DPS said:
Including the one that I listed, i.e.,
You'd get a CB, but you couldn't force a peace between the attacker and your vassal. You could soundly defeat the attacker, and get a 100% warscore on him, but if you made peace with him, he would still be at war with your vassall. This made it very difficult to actually protect your vassal if he wasn't in your alliance.
Just to be clear here, in general, I have no problem with vassals declaring war. I just think that the particular situation that I pointed our is quite unrealistic.
Yeah, including that one. Like I said, it's not an elegant way to handle it, and there's plenty of room for improvement, but it was reasonable.

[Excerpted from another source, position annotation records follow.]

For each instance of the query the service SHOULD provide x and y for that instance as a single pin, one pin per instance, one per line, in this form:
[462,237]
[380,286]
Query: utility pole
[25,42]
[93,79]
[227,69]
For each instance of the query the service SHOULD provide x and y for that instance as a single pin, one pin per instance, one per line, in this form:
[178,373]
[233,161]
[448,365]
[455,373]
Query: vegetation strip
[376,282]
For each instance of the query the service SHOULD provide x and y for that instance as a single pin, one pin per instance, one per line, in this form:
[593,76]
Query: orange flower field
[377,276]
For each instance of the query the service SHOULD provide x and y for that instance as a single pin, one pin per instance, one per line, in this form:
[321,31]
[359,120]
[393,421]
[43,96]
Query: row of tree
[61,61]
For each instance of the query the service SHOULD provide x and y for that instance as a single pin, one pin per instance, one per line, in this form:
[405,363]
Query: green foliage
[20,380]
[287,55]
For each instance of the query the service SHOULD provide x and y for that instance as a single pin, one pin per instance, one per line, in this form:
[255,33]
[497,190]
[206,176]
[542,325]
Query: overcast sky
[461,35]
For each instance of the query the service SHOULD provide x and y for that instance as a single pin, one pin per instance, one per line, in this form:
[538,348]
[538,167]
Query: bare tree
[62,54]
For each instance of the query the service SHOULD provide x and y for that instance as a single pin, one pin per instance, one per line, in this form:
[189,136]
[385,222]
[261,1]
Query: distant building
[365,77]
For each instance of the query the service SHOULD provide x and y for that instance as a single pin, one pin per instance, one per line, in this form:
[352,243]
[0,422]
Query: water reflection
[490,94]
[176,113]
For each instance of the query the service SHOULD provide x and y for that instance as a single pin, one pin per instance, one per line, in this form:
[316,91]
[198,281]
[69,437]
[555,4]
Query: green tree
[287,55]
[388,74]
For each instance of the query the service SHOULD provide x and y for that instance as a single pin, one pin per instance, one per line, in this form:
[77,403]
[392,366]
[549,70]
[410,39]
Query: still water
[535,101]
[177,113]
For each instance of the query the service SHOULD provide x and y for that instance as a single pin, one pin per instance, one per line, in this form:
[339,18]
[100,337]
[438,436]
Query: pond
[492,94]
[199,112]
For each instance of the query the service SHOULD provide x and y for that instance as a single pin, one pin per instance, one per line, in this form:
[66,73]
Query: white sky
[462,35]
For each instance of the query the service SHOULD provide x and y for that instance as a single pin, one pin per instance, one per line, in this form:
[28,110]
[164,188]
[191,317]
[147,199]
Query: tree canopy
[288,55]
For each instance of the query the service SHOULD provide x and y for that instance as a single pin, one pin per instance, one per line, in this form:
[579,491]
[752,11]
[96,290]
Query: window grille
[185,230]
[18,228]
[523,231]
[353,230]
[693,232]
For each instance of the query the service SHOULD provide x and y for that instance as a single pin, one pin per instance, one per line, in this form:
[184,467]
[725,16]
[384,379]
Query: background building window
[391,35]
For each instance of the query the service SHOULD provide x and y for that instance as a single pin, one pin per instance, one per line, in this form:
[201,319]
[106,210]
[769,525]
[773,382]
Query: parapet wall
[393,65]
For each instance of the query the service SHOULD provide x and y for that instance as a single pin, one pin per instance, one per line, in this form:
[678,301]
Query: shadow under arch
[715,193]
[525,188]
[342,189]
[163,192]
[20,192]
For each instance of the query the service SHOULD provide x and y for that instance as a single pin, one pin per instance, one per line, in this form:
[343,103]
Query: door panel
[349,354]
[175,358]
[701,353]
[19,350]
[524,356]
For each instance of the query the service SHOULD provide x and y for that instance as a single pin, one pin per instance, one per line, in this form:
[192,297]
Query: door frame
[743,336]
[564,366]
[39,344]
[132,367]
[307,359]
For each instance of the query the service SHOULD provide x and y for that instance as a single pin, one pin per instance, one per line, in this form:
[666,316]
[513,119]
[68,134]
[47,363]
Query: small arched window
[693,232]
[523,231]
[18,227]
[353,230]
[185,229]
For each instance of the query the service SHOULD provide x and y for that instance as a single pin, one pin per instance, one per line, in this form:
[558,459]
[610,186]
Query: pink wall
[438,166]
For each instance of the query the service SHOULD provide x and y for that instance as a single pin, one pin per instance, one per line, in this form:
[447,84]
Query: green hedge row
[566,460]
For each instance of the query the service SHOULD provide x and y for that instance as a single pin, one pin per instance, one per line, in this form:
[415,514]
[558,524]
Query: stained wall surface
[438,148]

If you have vassals you're not allied with, things get tricky and you lose a lot of the tools you had to support them. If it's a one-province vassal, it's often straightforward--let them annex, reconquer, release. Other situations get a lot tougher, if you want to protect the territorial integrity of a multi-province vassal.
But if it's that important, I wonder why I'm not allied--do I have five (or more) multi-province vassals? Have I joined another alliance for strategic reasons? Am I stuck in some older alliance that I don't want to leave, or haven't been able to ban other members from? These are situations which, in the real world, would be tricky, multi-lateral juggling acts that took skill or luck to handle, or involved the acceptance of trade-offs. Which is why, even though I don't think the mechanism is great, the effect is fine.
Incidentally I have, on some occasions, sat on an aggressor at 100% for three years so my vassal gets a white peace. Cursing at the AI for not concluding it sooner, of course
There should be some sort of diplomatic option that lets you make the other country quit attacking your vassal.
Here, I agree 100%. In fact, I'd like to force an opponent to stop attacking any country, vassal or not--the way I play, I'm often concerned about keeping the French or Austrians out of Germany, which is a very realistic goal but almost impossible to simulate in EU2, even using the "guarantee indepence" option.
Better diplo options would help the game in all sorts of ways, if they could be balanced and the AI knew how to respond. Absent them, though, I don't want to see managing huge vassal-empires by proxy become neat and tidy, which seems to be the other solution.